The rot in any system - whether its a computer system or an economic system - always asserts itself in the long run and one of the primary functions of science fiction/futurism is to fast-forward us to the future in order to expose the rot at the heart of our current way of viewing the world. Dredd is all about the rot whether economic, political or social and as such stakes a kinship to other cautionary sci-fi tales like "Blade Runner" and "Brazil". While "Dredd" is not in the same class as those legendary movies, it is at least in the conversation.
MegaCity 1 is what the current Boston to Washington megalopolis has devolved into in the future. 800 million inhabitants in the only habitable land left in a post nuclear catastrophe US. The sense of overbearing urbanity is continually reinforced by wide shots from every conceivable angle, creating the sense of an ant farm more than a city full of human beings.

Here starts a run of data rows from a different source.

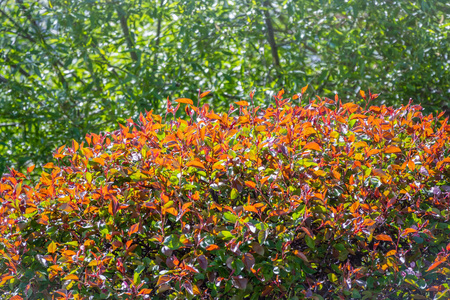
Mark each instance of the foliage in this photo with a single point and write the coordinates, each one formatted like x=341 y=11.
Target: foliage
x=73 y=67
x=315 y=201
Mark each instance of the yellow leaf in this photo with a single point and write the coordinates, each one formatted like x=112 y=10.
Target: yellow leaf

Like any city MegaCity 1 is rife with drug users and suppliers. For the purposes of our story the supplier is Lena Heady's "Mama" an ex-hooker who rose to the top of MegaCity 1's drug pecking order by castrating her former boss with her teeth and then, somehow, taking over his business. She's thrived by spreading the wealth intelligently at the Hall of Justice, effectively buying herself a no-go zone for the judges.
Karl Urban is Judge Dredd, mega enforcer of the law and the one who has the unfortunate (for both sides who'll become involved) job of responding to a series of murders committed by Mama's men at her up-to-now judge-free mega block.
Olivia Thirlby is Dredd's rookie foil "Anderson"; an enormous step up in the foil department from the original film's Rob Schneider whose primary function was to act so pathetic that his patheticism (I made a new word!) would make Stallone's machismo that much more machismoistic (I did it again!), like a primary color popping on a neutral background. Anderson is no neutral background - she's more a complementary color - and, surprise, Karl Urban's Dredd doesn't suffer from having a strong counterpoint. In fact the entire film is buttressed by the taut and wary way the two leads eye each other throughout. Anderson is never quite sure if Dredd is a psychopath, Dredd never quite sure if Anderson's compassion is born of weakness or strength.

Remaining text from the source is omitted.